Oral Cancer: Support, Advocacy, Research and Hope
Dr. Jimmy Kayastha is an oral and maxillofacial surgeon practicing in Charlotte, NC. Dr. Kayastha specializes in the treatment of problems related to the face, mouth, and jaws. As an oral and maxillofacial surgeon, Dr. Kayastha is a unique dental specialist who can provide emergency medicine, perform general surgery and... more
You are a 'survivor' from the day that you are diagnosed. The word, 'survivor' isn't just a title, it’s an attitude. During the course of my career, I have met far too many patients who have died from this disease due to a delayed diagnosis. If we have a diagnosis that has been made early, we have a better chance of being a survivor, not specifically as an individual but as a population. If we can diagnose patients at Stages 1 or 2, with the absence of nodal disease, we have a 70 to 90% chance of five-year survival.

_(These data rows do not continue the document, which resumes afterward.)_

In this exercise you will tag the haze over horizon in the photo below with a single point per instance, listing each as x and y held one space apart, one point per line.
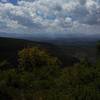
47 18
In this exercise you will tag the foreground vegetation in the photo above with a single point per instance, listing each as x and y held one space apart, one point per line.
34 71
39 76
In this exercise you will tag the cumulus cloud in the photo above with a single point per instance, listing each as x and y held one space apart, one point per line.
51 17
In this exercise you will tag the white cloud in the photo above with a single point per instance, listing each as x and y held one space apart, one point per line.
46 16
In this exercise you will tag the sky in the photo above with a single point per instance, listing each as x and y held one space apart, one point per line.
50 17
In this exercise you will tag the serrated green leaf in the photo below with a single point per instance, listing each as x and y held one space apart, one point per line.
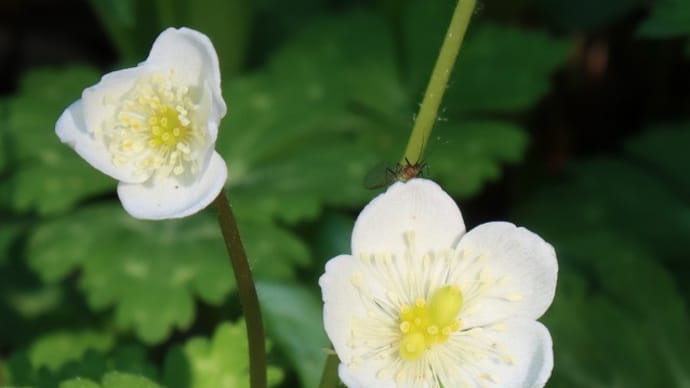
56 349
112 380
151 272
293 318
472 152
51 177
622 321
289 137
619 196
221 362
227 24
93 355
669 18
504 69
584 317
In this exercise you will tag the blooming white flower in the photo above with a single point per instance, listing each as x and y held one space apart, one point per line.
153 127
421 303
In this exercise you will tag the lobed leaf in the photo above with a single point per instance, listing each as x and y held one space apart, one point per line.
49 177
221 362
152 272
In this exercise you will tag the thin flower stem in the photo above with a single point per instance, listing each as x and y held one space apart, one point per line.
428 111
329 377
246 290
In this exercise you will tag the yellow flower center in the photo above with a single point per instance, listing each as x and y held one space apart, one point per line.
424 325
154 128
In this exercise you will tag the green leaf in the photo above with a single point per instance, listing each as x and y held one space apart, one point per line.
618 196
663 147
290 135
294 319
112 380
221 362
619 318
587 15
50 359
669 18
56 349
502 68
227 24
150 272
51 177
499 69
472 152
597 331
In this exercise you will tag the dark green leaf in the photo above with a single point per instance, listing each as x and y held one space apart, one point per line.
499 68
293 318
471 153
51 177
664 148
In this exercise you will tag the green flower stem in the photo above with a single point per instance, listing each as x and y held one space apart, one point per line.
246 290
329 377
438 82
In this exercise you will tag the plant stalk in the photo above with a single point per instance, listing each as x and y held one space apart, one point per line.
428 111
246 290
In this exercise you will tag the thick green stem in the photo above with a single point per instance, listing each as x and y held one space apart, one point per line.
329 377
246 291
438 82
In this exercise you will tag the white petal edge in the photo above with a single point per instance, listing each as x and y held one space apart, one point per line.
341 302
524 265
418 205
195 61
99 101
170 199
528 344
72 130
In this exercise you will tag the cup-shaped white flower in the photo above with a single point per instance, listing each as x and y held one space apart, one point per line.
153 127
421 303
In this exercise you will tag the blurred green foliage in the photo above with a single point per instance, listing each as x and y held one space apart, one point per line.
319 93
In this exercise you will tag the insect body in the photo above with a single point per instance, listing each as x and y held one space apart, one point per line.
382 176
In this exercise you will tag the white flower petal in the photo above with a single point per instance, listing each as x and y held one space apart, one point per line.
341 302
363 377
419 206
73 131
509 272
192 56
168 198
523 359
98 100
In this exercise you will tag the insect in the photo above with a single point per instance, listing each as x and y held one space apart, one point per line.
382 176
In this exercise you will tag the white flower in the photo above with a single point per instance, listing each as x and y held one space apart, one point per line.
421 303
153 127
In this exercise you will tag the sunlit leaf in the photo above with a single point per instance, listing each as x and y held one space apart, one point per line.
500 68
221 362
151 272
51 177
293 318
291 133
50 359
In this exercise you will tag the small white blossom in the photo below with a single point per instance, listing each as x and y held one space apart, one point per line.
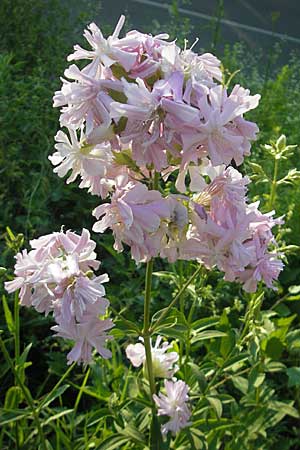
163 361
174 405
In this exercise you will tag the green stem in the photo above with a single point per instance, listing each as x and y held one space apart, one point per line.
274 184
17 350
177 296
155 437
49 395
26 393
17 327
146 329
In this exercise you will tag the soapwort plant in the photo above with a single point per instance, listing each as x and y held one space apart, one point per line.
155 134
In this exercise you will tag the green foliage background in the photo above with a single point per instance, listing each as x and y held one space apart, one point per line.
253 410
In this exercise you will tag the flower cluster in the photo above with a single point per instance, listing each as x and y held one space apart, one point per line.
57 276
144 111
163 361
174 405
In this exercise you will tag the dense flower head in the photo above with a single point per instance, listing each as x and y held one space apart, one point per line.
144 112
57 276
163 361
174 405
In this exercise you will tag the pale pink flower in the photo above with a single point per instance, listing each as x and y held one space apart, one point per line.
107 51
87 335
163 361
53 276
174 405
85 98
133 214
93 163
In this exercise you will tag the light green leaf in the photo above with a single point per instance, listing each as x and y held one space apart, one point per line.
285 408
8 315
59 391
240 383
294 376
112 443
208 334
216 405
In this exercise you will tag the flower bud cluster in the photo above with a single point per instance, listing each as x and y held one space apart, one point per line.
143 112
57 276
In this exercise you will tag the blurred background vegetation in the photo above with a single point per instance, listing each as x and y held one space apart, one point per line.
36 36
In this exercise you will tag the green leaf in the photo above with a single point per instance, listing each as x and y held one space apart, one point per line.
203 324
216 405
8 315
59 391
208 334
294 376
293 340
112 443
130 328
295 289
13 397
173 325
57 416
255 379
274 348
285 408
236 362
124 158
199 375
240 383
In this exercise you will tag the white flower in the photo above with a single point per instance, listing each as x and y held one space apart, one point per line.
163 362
174 405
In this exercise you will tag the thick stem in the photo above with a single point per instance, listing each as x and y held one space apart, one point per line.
146 333
274 185
177 296
155 436
27 395
17 327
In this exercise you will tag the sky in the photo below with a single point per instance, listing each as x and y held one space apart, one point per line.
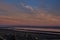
30 12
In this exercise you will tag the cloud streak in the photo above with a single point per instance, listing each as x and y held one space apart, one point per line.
12 15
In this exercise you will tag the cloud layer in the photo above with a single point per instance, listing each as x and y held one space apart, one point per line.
10 14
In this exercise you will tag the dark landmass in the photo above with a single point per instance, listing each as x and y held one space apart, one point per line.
25 26
9 34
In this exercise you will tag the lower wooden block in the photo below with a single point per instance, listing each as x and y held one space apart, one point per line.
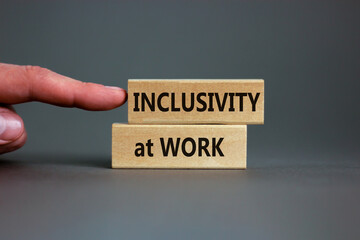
179 146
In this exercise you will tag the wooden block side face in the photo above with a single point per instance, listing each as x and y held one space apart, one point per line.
176 146
196 101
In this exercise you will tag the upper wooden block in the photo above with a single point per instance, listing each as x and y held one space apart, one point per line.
217 101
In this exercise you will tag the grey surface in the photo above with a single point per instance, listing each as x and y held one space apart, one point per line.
303 179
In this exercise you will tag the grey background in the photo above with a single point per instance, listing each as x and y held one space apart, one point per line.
303 180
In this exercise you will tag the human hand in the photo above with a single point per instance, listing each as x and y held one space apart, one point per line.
19 84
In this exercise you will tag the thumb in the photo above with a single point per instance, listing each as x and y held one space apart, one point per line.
12 131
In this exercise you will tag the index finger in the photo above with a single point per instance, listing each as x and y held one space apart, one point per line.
20 84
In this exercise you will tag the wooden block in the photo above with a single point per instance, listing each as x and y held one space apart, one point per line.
196 101
179 146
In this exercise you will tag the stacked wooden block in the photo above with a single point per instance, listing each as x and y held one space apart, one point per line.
187 123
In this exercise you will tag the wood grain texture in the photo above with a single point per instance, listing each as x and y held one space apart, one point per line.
228 153
216 101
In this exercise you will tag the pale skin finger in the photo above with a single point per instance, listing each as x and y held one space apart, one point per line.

However, if diagnosed at Stages 3 or 4 with lymph node involvement then their five-year survival significantly drops to 10 to 30% with 50% of the patients succumbing to local recurrence even after a 'successful' surgical intervention.
Now the answer to that, might we think, be mass screening which would identify Stage 1 and 2 cancers but the question and answer is probably not, won’t or not sure, since the screening oral cancer exam according to larger trials has a sensitivity of about only 60%. That means people who developed oral cancer had a screening exam soon before and it was felt that the lesion was overlooked. The specificity however of the screening exam is pretty good.
Unfortunately for oral cancer, we don't have a way other than surgical removal of the lesion. Globalize the lesion anywhere in the oral cavity, regardless of the age, sex, racial status, and treatment they receive is the same. With oropharyngeal cancers, even if the lesion has moved back a centimeter or two, that becomes a different disease - that we know could be HPV-related, a sexually transmitted disease. Move it a centimeter up towards the oral cavity and we are completely lost.
Historically, those at high risk for oral cancer have been heavy smokers, drinkers, and older than age 50. It is to be noted that alcohol in moderation is NOT a risk factor in and of itself. High alcohol intake (four or more drinks per day) has a relative risk of 5.5% and is synergistic with tobacco which means alcohol and tobacco together have a relative risk of 22.1% according to the U.S. National Cancer Institute. No data exists for smokeless tobacco in regards to cancer risk.
Today, cancer is occurring in younger, non-smoking individuals (men 3:1 over women), due to the sexually-transmitted Human Papilloma Virus (HPV16), commonly associated with cervical cancer. Studies have shown the association between HPV and oropharyngeal cancer (base of tongue, back of throat, tonsils). Currently, the only way to reduce the epidemic rise in oral cancer due to HPV is Gardasil vaccination.
The American Cancer Society estimates that 53,000 plus people will be newly diagnosed with oral and oropharyngeal cancer in 2019 with 10,030 deaths from the disease in 2018. This number is expected to rise as there is no national screening policy or protocol, and the risk factors for the disease continue to be relatively unchanged. Most patients don't even know whether or not they receive an oral cancer screening at their dental check-up.
According to the American Dental Association, an oral cancer screening is a routine part of every dental check-up. From an ethical standpoint, our first mandate is public health. The public doesn’t know about it, and because we haven’t told them, there’s no expectation for an oral cancer screening. If you have noticed something unusual in your mouth, make a note of the date you first noticed it. Take a photo with your cell phone. Sores, white spots, and rough areas should heal within a couple of weeks. If the problem persists after two weeks, it warrants a closer look. Schedule an appointment with a dentist or an oral surgeon.
A critical component of the semi-annual visit to the dentist is a thorough oral cancer screening complete with a visual and tactile exam that includes palpation of the neck. An adjunct device (Identafi, Oral ID, VELscope) can help identify differences in diseased and healthy tissue. These devices however do not provide a definitive diagnosis. The gold standard is a biopsy. An oral pathologist vs. a general medical pathologist is essential in the diagnosis of oral and pre-cancerous lesions. They provide the most accurate, efficient, and cost-effective diagnostic services for oral biopsies.
In 1949, a renowned world-class head and neck surgeon, Dr. Hayes Martin from Sloan-Kettering Cancer Center said, "If the possibility of a serious disease is realized at the first visit, the major difficulty has been overcome, the problem is well on its way of being solved, provided the individual Dentist or Physician who first sees a patient with oral cancer has a sound knowledge of this disease and suspects a diagnosis.” That profession with a higher index of suspicion is unquestionably the dental professional.
My objective is to raise awareness and become more vigilant. Demand an oral cancer screening for yourself and your loved ones, whether 18 or 65 years old. Together we can save lives. Take responsibility for early detection. There is value in patient education, accurate diagnosis, adequate follow-up, and specialist referrals. I’m happy to communicate with anyone to provide hope in any way I can. It is my obligation to help those who are diagnosed with this horrendous disease.